Sur ce dernier point, rappelons que le 31 janvier dernier, le ministère de l’Éducation nationale, annonçait le gel provisoire du dispositif jusqu’en septembre, le plafond de 50 millions d’euros ayant été atteint. Si la Mél met la clef sous la porte, ce sont 30 000 élèves et leurs enseignants qui seront « privés de rencontres d’éducation artistique et culturelle », avec un impact évident sur l’activité des quelque 300 écrivains qui les mènent sur tout le territoire.
Un contexte général de coupes budgétaires
Dans un texte intitulé les Temps sont durs, publié par l’Humanité, l’écrivain Éric Pessan témoigne de ce travail de terrain : « À plusieurs reprises depuis bientôt vingt ans, la Mél m’a proposé d’animer des ateliers d’écriture en milieu scolaire. J’ai pris ma voiture ou je suis monté dans un train, j’ai rencontré des élèves, j’ai établi avec eux un contact et commencé un travail simple et ambitieux : leur montrer qu’ils ont le droit de s’exprimer, que lire et écrire sont des choses les concernant, qu’avec un peu de temps et d’écoute ils pouvaient s’approprier un projet artistique, s’y investir et produire une chose (un poème, des lettres ouvertes, un texte collectif, un manifeste pour la préservation des océans…) qui n’existait pas avant ma venue. »

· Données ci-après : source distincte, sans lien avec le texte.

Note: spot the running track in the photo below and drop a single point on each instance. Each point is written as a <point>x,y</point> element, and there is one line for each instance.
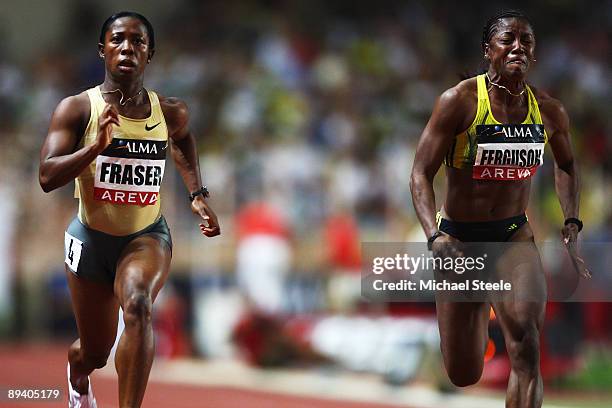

Cette énième attaque contre la Maison des écrivains et de la littérature s’inscrit dans un contexte général de coupes drastiques opérées dans le budget de la Culture à l’échelle régionale et nationale, sans aucune discussion avec les structures concernées. « Derrière ce désengagement, c’est la casse du service public » constate Sylvie Gouttebaron, « le ministère de la Culture nous reproche de ne pas chercher de l’argent ailleurs, c’est faux, j’ai contacté une mécène potentielle. Mais faudrait-il que j’aille solliciter la Samaritaine et Bernard Arnault ? Les actions qui relèvent du travail de fond et ne sont pas visibles n’intéressent pas les mécènes. La vraie reconnaissance de notre travail, ce sont 10 élèves qui viennent en librairie avec leurs parents, pas des panneaux Decaux ».
Le ministère de la Culture ne souhaite pour l’instant pas répondre. De son côté, la Mél compte sur la mobilisation des auteurices et sur celle de tout le secteur de la culture. Après la pétition « Debout pour la culture ! » signée par plus de 40 000 artistes et professionnels, une AG est prévue le 25 février à 18 h 30 devant la Bourse du travail du 11e arrondissement de Paris, en attendant la grande mobilisation prévue la semaine du 17 mars.